The Indian national flag’s story is not just about creating a national symbol by leaders sitting in the high offices. It was a symbol that not only represented India but an India that was independent. Patriotism has colored the story of the Indian flag with many colors. With the advent of the freedom struggle came the awareness for representing India through committees, groups, and organizations and a symbol that would be recognized nationally and internationally. It was a matter of pride and pure patriotism. A symbol that can manifest India’s idea free from British rule, a country of its own. The Satyagraha called for a unique style of battling the ruling Government.
22nd July 1947 is a day to remember when in the constituent assembly, the national flag was adopted from the former design introduced by Pingali Venkayya. However, there have been various national flags that were used before, and the evolution of it is quite interesting to note.
On 7th August 1906, our first National flag was hoisted in Parsee Bagan Square (Green Park) in Calcutta, now Kolkata. Then, at the rostrum of the 1906 session of the National Congress that Dadabhai Naoroji headed. Three horizontal stripes, green, yellow, and red, were used, and Vande Mataram was written in Devanagari in the center, and the sun & moon placed in the bottom line. Madame Bhikaji Cama, later in 1907, hoisted the flag at the Second Socialist International Congress at Stuttgurd. She installed India as a political entity and unfolded the Indian National Flag. This was based on the earlier flag but had red at the top with eight lotuses denoting the Indian provinces, saffron yellow was in the middle to symbolize sacrifice, and Vande Mataram inscribed in the center, blue was at the bottom with the sun and moon to represent Hindus and Muslims.
Home Rule Movement portrayed yet another flag in 1917 when the political movement was at its height. Under the leadership of Annie Besant and Lokmanya Tilak, the flag had red and green stripes, 5 & 4 in number respectively, 7 stars in Saptrishi representation were placed across these horizontal lines. The top right corner showed the moon and the sun, while the top left corner had the Union Jack.

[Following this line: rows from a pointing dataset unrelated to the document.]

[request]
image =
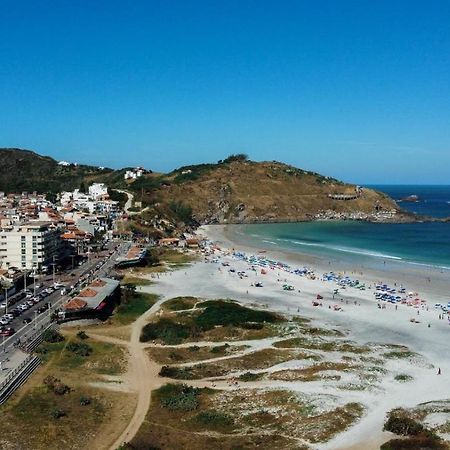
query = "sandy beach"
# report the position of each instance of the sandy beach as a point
(358, 313)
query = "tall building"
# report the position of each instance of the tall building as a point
(33, 245)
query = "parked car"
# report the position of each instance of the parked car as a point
(7, 331)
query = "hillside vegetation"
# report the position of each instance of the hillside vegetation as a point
(24, 170)
(240, 191)
(234, 190)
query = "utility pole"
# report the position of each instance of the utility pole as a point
(34, 282)
(54, 269)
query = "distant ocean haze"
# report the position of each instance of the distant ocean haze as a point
(368, 243)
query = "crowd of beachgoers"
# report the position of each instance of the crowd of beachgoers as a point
(385, 295)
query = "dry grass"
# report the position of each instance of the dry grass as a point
(259, 360)
(27, 418)
(165, 428)
(178, 355)
(284, 412)
(322, 344)
(315, 372)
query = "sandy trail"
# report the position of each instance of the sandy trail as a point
(364, 321)
(143, 377)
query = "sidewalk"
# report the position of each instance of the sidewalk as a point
(9, 361)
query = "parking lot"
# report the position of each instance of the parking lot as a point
(30, 311)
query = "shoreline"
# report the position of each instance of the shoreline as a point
(432, 280)
(361, 319)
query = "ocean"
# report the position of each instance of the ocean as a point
(371, 244)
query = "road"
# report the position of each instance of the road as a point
(88, 271)
(129, 203)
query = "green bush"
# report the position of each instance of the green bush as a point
(82, 335)
(55, 385)
(214, 419)
(250, 376)
(220, 348)
(177, 373)
(80, 349)
(52, 336)
(58, 413)
(85, 401)
(178, 397)
(227, 313)
(403, 425)
(170, 332)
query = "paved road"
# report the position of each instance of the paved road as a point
(94, 268)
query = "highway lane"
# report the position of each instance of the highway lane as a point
(86, 272)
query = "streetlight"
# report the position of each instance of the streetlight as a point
(34, 282)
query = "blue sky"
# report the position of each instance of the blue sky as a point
(359, 90)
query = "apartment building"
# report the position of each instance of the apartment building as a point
(33, 245)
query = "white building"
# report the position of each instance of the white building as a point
(28, 246)
(98, 190)
(133, 174)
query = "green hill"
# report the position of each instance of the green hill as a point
(24, 170)
(234, 190)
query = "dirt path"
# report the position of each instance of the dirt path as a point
(143, 376)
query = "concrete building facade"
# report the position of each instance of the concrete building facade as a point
(34, 245)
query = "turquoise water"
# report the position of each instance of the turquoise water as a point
(418, 243)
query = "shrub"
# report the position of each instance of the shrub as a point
(80, 349)
(214, 418)
(402, 425)
(84, 401)
(194, 348)
(178, 397)
(82, 335)
(52, 336)
(403, 377)
(227, 313)
(219, 348)
(55, 385)
(58, 413)
(235, 157)
(168, 331)
(178, 373)
(182, 212)
(250, 376)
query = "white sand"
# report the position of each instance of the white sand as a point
(365, 322)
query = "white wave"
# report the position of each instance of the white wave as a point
(355, 251)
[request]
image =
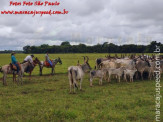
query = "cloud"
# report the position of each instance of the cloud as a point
(89, 22)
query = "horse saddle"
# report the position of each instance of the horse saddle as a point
(46, 63)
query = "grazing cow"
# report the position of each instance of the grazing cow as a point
(141, 66)
(118, 72)
(77, 72)
(109, 64)
(129, 73)
(98, 74)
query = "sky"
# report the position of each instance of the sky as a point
(88, 21)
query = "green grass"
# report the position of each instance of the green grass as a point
(47, 98)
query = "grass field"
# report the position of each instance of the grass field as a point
(47, 98)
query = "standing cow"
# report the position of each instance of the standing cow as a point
(76, 73)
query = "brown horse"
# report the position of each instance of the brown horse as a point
(29, 70)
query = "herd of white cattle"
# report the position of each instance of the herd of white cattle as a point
(124, 67)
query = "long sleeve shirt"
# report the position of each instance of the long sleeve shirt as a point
(29, 58)
(46, 57)
(13, 59)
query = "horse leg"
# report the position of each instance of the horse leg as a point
(52, 70)
(142, 75)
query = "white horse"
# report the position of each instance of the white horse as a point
(54, 62)
(6, 69)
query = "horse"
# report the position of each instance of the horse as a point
(6, 69)
(54, 62)
(35, 62)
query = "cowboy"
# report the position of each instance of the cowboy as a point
(29, 59)
(48, 60)
(14, 61)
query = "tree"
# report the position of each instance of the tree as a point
(27, 49)
(66, 43)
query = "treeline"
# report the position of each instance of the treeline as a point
(10, 51)
(65, 47)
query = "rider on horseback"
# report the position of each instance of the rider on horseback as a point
(48, 60)
(14, 61)
(29, 59)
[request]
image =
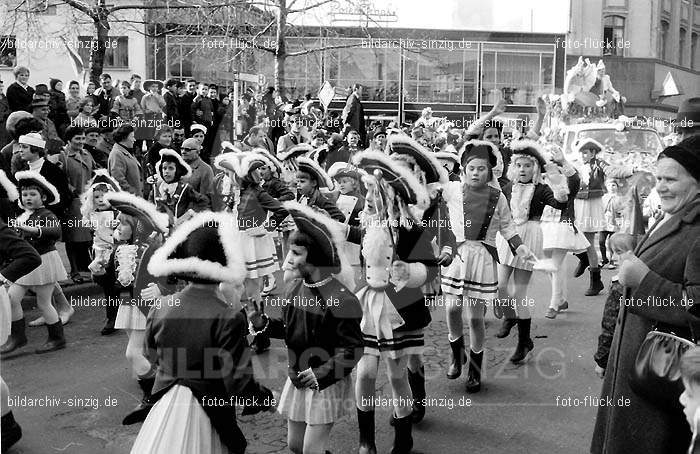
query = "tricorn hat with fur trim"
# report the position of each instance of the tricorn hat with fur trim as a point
(587, 143)
(296, 151)
(8, 190)
(325, 232)
(405, 184)
(205, 248)
(478, 149)
(529, 148)
(423, 158)
(139, 208)
(312, 168)
(169, 155)
(31, 178)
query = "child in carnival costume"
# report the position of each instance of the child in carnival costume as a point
(102, 219)
(140, 231)
(318, 391)
(215, 364)
(423, 164)
(399, 260)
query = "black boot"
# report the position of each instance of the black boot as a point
(17, 337)
(139, 413)
(365, 419)
(506, 326)
(459, 357)
(474, 377)
(403, 441)
(582, 263)
(417, 382)
(525, 344)
(596, 285)
(11, 431)
(55, 341)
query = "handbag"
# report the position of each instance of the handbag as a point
(657, 372)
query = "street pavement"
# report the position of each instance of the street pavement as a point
(89, 388)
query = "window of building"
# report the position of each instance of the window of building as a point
(663, 35)
(613, 35)
(8, 51)
(681, 47)
(116, 52)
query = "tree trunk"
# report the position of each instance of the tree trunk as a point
(97, 53)
(281, 49)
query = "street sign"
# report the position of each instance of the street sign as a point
(326, 94)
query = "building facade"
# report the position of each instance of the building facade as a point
(643, 44)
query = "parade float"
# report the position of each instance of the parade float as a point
(590, 106)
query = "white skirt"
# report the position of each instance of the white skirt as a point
(177, 424)
(130, 317)
(590, 214)
(472, 273)
(317, 407)
(531, 235)
(260, 254)
(561, 235)
(50, 271)
(5, 315)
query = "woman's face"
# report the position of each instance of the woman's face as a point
(32, 199)
(492, 135)
(23, 77)
(295, 265)
(129, 141)
(477, 173)
(674, 185)
(165, 139)
(169, 171)
(525, 170)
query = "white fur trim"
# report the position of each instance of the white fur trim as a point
(229, 161)
(30, 174)
(298, 150)
(8, 186)
(417, 275)
(327, 180)
(422, 198)
(230, 237)
(176, 155)
(443, 176)
(161, 220)
(338, 237)
(588, 140)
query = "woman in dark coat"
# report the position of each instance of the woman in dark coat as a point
(665, 265)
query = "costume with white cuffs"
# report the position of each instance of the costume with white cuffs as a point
(394, 309)
(476, 215)
(527, 203)
(197, 390)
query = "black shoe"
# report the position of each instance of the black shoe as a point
(365, 420)
(108, 328)
(525, 345)
(459, 357)
(417, 382)
(506, 326)
(11, 431)
(582, 264)
(17, 337)
(139, 413)
(596, 285)
(55, 341)
(474, 377)
(403, 440)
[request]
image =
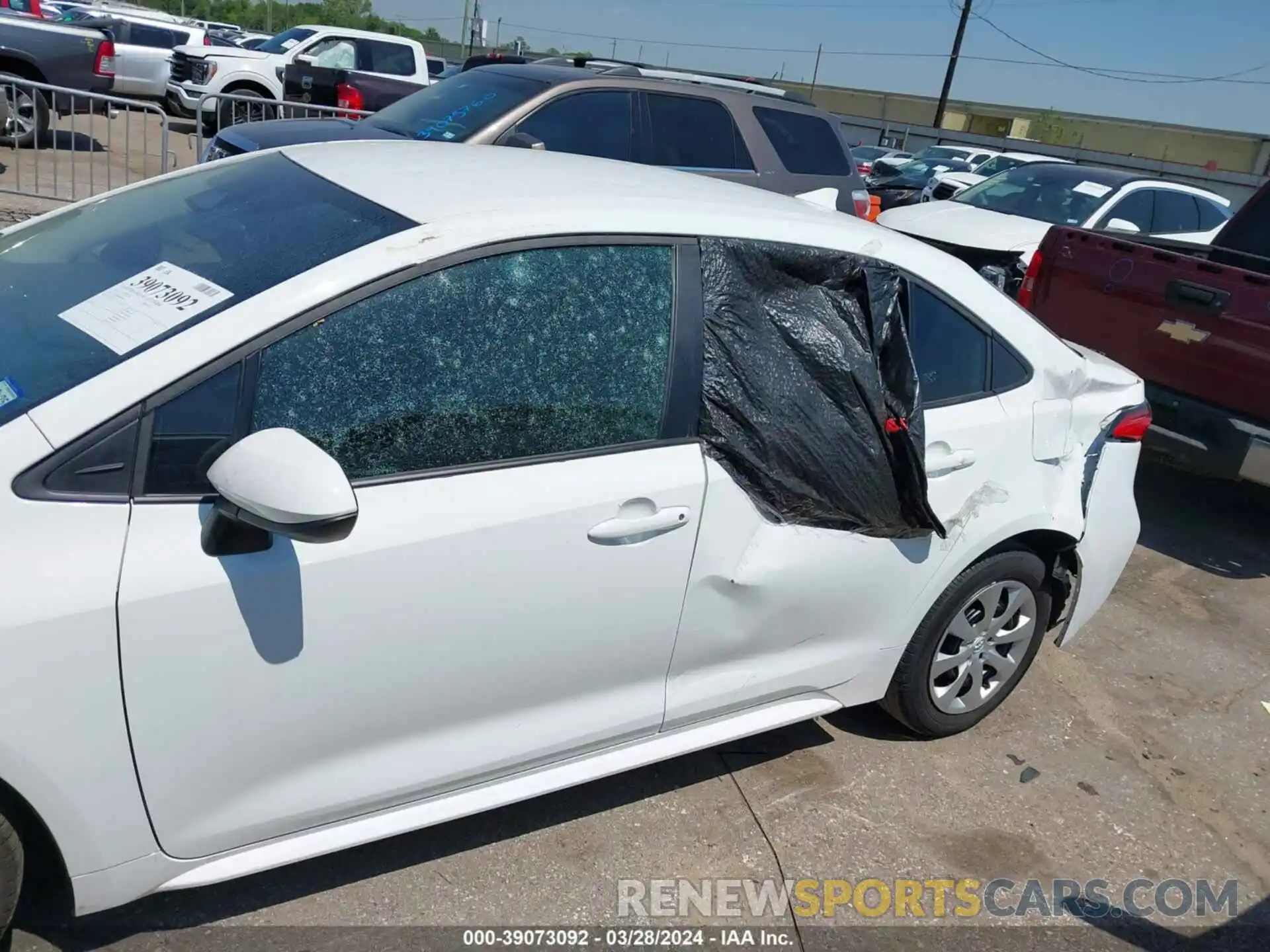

Seva Dal finally gave the Congress flag the national value. At Bezwada in 1931, a young Andhra boy gave a flag to Gandhi Ji. It was made of two colors: red and green, representing Hindus and Muslims. Gandhi Ji added the white color on the top and a spinning wheel in the center. In 1931 again, after a resolution was passed to keep the tri-color in the flag, saffron was added, and the flag was now three horizontal stripes of saffron, white, and green with the spinning wheel at the center.
Finally, on July 22nd of 1947, the present flag of India was adopted from this flag. Ashoka’s chakra replaced the spinning wheel, but the colors remained the same, bearing the same meanings: Saffron for strength, White for peace, Green for fertility, and the Chakra for truth. Thus the tri-color flag of the Congress Party eventually became the National Flag of India.